Edge Computing is indeed the fundamental solution to these problems. Besides the reduced latency times due to its distributed, decentralized structure, which makes such applications feasible in the first place, there are also cost and security advantages. Companies can save on expensive network connections, and sensitive, potentially business-critical data does not need to be transferred to an anonymous cloud. Moreover, the requirements for network bandwidth decrease, and the limiting dependency on constantly available online connections is eliminated. Additionally, the distributed data center structure increases fault tolerance and reliability.

This advancement in Edge Computing is not achieved at the cost of high additional effort; in fact, quite the opposite. On the hardware side, Edge Computing is relatively modest in its demands: Mini data centers and gateways at the edge handle the collection and processing of peripheral data and then connect to a private or public cloud. The most important capacities additionally required in Edge Computing are the sensory equipment of the components, the analytical capabilities to evaluate the peripheral data, and the control and regulation possibilities based on this data. This places data management at the center of importance. For this, a database is needed that reflects the decentralized architecture of Edge Computing and supports its unique features.

The central role of the database

The first question concerns the type of database: Pure cloud databases are already ruled out for the reasons mentioned earlier. This leaves relational and NoSQL databases. The database architecture needed for Edge Computing, broadly speaking, consists of a central full-format database and many local databases. Some of these function as server databases, while others act as functionally reduced embedded databases in a light version for peripheral small devices. These database offshoots do not need to be highly performant or highly scalable, nor do they need to have sophisticated functions such as full-text search.

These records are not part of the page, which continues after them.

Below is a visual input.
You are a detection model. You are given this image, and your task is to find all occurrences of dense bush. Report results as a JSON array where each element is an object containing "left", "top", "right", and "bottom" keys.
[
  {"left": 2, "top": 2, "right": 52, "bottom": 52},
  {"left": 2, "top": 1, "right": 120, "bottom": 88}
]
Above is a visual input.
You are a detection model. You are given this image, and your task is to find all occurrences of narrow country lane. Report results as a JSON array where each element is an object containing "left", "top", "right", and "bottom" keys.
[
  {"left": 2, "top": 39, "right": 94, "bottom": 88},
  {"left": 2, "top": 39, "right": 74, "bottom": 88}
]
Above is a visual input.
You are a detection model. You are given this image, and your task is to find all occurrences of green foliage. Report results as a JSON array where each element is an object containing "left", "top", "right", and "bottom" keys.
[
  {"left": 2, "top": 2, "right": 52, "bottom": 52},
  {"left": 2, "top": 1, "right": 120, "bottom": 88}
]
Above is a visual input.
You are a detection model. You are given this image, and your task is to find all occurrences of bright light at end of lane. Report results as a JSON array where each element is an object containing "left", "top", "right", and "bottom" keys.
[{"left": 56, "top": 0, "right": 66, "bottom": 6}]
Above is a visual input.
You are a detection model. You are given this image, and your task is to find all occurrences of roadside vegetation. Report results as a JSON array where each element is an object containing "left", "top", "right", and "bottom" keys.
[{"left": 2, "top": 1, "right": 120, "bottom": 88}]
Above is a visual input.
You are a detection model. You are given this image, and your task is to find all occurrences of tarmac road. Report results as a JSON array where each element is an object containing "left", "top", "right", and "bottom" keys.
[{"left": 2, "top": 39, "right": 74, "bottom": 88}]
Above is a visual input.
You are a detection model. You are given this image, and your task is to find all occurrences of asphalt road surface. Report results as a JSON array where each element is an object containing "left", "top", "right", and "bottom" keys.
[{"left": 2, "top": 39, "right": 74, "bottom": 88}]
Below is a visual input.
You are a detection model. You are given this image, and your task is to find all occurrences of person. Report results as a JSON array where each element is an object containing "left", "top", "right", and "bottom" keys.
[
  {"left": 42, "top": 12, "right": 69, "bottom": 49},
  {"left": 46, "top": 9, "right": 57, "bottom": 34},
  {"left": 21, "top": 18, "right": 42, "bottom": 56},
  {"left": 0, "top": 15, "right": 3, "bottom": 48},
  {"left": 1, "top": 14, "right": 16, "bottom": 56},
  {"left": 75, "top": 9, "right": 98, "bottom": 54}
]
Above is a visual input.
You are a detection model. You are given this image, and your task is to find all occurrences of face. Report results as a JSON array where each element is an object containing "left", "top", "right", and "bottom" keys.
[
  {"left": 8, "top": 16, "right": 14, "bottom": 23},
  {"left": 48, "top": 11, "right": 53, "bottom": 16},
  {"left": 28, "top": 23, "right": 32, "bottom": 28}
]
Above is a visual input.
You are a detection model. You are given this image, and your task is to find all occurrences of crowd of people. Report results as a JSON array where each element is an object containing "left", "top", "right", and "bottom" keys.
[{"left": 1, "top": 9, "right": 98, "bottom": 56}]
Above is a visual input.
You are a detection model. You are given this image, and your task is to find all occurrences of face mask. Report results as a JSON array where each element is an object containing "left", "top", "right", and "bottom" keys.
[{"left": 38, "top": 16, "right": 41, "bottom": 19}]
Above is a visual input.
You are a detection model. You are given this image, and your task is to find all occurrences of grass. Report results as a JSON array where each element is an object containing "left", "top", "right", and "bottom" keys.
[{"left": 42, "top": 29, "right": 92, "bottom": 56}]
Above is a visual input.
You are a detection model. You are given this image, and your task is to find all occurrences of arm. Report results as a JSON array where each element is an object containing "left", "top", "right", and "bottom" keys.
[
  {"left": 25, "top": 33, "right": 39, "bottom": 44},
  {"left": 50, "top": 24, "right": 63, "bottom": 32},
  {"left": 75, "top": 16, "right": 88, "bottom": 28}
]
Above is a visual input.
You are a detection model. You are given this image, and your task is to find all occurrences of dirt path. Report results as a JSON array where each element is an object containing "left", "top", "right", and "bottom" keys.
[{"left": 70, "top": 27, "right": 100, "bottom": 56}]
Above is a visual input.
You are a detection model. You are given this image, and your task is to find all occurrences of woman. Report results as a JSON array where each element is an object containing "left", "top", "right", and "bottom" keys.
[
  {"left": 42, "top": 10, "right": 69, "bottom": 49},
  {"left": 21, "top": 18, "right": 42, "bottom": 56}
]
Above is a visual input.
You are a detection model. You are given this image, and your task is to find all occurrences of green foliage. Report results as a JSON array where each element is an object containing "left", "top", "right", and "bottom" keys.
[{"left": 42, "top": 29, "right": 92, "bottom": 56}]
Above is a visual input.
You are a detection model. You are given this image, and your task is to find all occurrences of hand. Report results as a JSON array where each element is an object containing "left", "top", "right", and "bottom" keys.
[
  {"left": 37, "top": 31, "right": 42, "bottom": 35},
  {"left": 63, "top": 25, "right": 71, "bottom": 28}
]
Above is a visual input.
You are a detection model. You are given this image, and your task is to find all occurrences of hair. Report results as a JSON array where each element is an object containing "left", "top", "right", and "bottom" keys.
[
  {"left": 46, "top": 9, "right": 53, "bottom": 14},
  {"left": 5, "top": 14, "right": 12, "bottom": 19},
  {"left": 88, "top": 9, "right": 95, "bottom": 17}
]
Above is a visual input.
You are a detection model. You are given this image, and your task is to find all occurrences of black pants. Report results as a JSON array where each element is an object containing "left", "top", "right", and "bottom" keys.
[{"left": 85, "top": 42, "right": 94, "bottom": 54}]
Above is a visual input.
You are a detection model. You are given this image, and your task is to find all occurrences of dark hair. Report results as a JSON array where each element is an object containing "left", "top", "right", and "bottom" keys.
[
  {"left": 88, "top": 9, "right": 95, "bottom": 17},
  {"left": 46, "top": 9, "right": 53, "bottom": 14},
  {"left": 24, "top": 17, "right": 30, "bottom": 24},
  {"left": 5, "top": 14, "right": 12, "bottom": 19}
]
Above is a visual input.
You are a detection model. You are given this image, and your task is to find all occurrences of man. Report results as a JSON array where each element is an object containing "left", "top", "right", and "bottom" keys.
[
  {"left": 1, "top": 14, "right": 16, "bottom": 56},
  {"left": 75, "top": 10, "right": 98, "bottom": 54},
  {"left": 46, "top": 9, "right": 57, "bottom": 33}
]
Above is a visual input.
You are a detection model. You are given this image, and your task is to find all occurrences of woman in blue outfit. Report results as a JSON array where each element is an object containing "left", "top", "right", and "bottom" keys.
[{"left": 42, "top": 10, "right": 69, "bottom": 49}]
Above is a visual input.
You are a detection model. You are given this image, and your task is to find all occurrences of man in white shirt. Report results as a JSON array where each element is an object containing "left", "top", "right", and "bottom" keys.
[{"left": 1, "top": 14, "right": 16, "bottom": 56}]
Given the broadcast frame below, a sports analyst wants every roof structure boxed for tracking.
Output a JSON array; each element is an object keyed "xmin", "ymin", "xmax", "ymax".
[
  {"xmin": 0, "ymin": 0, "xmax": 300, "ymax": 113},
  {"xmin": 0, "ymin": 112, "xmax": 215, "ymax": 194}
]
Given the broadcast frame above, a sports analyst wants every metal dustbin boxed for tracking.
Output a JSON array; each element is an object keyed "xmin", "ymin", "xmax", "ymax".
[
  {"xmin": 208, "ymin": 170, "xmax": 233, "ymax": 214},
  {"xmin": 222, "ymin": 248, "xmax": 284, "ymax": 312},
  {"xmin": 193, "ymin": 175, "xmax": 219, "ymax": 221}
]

The peripheral databases, however, need to be rapidly and easily adaptable to the often-changing requirements and constantly evolving conditions and environments. This brings us to the data models. Relational SQL databases work with fixed table structures. Changes to this row-column schema are, if at all, only possible with significant effort. On the other hand, NoSQL databases possess a much more flexible data model based on JSON documents. Changes can thus be implemented much faster and with less effort.

Replication and synchronization

For databases suitable for Edge Computing, replication and synchronization capabilities are paramount. The distributed structure of Edge architectures necessitates constant replication of data between the central database and the peripheral embedded databases to synchronize them. This does not need to happen in real-time, but data traffic should be minimized to keep network and database loads as low as possible. Continuously replicating entire database contents would be counterproductive. Therefore, the ability to replicate only selected data from independent database clusters is crucial.   Additionally, the embedded databases should have their own analytics functions for data processing. This offers two advantages. First, it minimizes latency times, and second, it reduces data traffic between the central and peripheral databases. This approach optimizes the efficiency of the Edge Computing system, ensuring that data processing is as fast and resource-efficient as possible.

No Edge-capable database, no Edge Computing. This may sound simple at first glance, but it underscores the importance of the database as a central data management entity for the decentralized Edge architecture. Therefore, the functionality, availability, and security of Edge installations depend crucially on choosing the right database.